My life changed dramatically when my grandmother fell ill and I returned to New Mexico as a young adult to care for her until her death. It was this first experience of serving one of life’s most important passages that eventually led to becoming a birth attendant, establishing In the Family Way, and focusing on the transformative capacity of I Ching divination in my doctoral work at California Institute of Integral Studies.
Stephen’s interest in developing customized versions of his translations to serve the goals of diverse organizations opened a natural meeting ground with In the Family Way. His dedication to bringing forth the deep feminine powers within the I Ching resonates with my own passion for engaging the creative feminine in our approach to the process of change. Stephen graciously worked with me to shape his writings into a text that I hope is successful in honoring the integrity of his work with the I Ching and adapting it to serve individuals who wish to cultivate creative, compassionate engagement with transformative change in family life.
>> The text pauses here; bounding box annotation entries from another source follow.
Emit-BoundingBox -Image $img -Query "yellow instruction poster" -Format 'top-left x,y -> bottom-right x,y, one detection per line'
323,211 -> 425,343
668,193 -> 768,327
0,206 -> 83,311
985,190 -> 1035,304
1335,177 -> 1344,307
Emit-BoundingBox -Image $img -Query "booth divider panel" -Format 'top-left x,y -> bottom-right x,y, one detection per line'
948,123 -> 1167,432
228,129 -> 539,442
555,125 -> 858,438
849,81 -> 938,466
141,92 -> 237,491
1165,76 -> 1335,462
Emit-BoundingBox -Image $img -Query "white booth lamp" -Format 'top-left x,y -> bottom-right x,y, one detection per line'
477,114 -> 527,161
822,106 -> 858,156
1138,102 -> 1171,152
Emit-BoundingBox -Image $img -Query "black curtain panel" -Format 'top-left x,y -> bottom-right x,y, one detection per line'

Based in Santa Fe, New Mexico, In the Family Way is a not-for-profit organization dedicated to helping families thrive by fostering creativity and compassion during family transitions. We work quietly through a limited number of events, publications and programs to honor the ordinary transitions of family life as sacred rites of passage that serve the continuous and mutual unfolding of self, family, and community. It is a privilege to count Mothering Change among the projects of In the Family Way. We offer it as an approach to change in the way of the family, a way of change that cultivates our virtue and belonging among the family of the earth, a way that will never leave us feeling like a motherless child. For more information about In the Family Way, and to consult Mothering Change online, visit www.inthefamilyway.org.
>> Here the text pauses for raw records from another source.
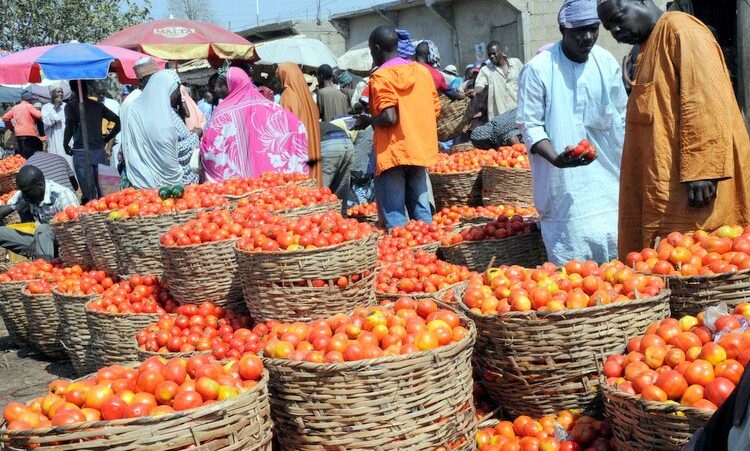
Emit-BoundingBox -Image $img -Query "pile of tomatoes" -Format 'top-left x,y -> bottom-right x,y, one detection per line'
477,410 -> 615,451
625,226 -> 750,276
463,260 -> 664,315
0,155 -> 26,174
237,212 -> 375,252
87,276 -> 177,315
375,251 -> 473,294
136,302 -> 275,360
3,354 -> 263,430
263,298 -> 468,363
604,304 -> 750,410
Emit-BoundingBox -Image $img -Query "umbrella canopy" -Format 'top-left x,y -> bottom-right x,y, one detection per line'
0,42 -> 164,84
101,19 -> 256,61
256,37 -> 338,69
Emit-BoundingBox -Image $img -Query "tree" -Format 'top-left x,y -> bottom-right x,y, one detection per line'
169,0 -> 214,22
0,0 -> 151,51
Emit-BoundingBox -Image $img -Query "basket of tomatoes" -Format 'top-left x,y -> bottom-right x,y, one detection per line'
236,212 -> 378,321
459,261 -> 669,415
263,298 -> 476,450
626,225 -> 750,316
440,215 -> 547,271
0,355 -> 273,451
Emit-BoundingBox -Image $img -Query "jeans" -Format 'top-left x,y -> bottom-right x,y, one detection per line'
73,149 -> 107,205
375,166 -> 432,231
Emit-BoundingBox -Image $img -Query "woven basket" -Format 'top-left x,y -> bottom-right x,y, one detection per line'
106,209 -> 200,276
263,306 -> 476,450
52,288 -> 100,376
86,304 -> 159,368
437,94 -> 471,141
21,290 -> 67,359
482,166 -> 534,206
459,290 -> 669,417
0,171 -> 18,194
440,230 -> 547,272
50,219 -> 93,266
430,170 -> 482,210
236,233 -> 378,322
601,380 -> 713,451
159,239 -> 242,307
0,280 -> 29,348
80,212 -> 117,274
0,371 -> 273,451
665,269 -> 750,318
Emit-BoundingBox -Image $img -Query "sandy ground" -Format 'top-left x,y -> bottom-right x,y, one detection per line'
0,320 -> 76,412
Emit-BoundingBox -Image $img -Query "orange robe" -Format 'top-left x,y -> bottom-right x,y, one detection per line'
370,63 -> 440,175
618,12 -> 750,258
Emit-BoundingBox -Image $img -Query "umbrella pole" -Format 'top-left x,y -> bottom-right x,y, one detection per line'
78,78 -> 96,200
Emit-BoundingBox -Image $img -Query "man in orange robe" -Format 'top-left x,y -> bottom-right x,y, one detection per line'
598,0 -> 750,257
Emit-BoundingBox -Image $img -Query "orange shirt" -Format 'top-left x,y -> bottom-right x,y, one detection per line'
370,63 -> 440,175
3,100 -> 42,136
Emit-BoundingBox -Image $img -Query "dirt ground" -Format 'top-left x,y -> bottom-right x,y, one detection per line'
0,320 -> 76,412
Stephen’s favorite motto is “one yin, one yang, that’s Dao,” and the essence of his teaching is simple: Trust the Oracle. His translation of The Great Treatise offers this commentary on the I Ching, or Change as he calls it:
How things transform and the shapes they take
exist in the transforming lines.
The forces that set these things in motion
exist in the continuing lines.
The light of the spirits exists in the people
who set out Change and the Change they used,
silently completing the Way of Heaven.
It is an unspoken trust that carries and supports us
as we strive for the power and virtue
to become who we are meant to be.
Not surprisingly, the development of I Ching: Mothering Change transformed from a project for In the Family Way into a simultaneous experience of ‘becoming who I am meant to be.’ I am grateful to Stephen for his belief in me, his close mentorship in the art of divination and skill of scholarship, and the significant contribution of his work to In the Family Way. It is my great hope in presenting Mothering Change, to serve Change well, to play some small part in setting it out so that its powerful presence can be easily felt and enjoyed in new ways by all people seeking a connection to the light of the spirits.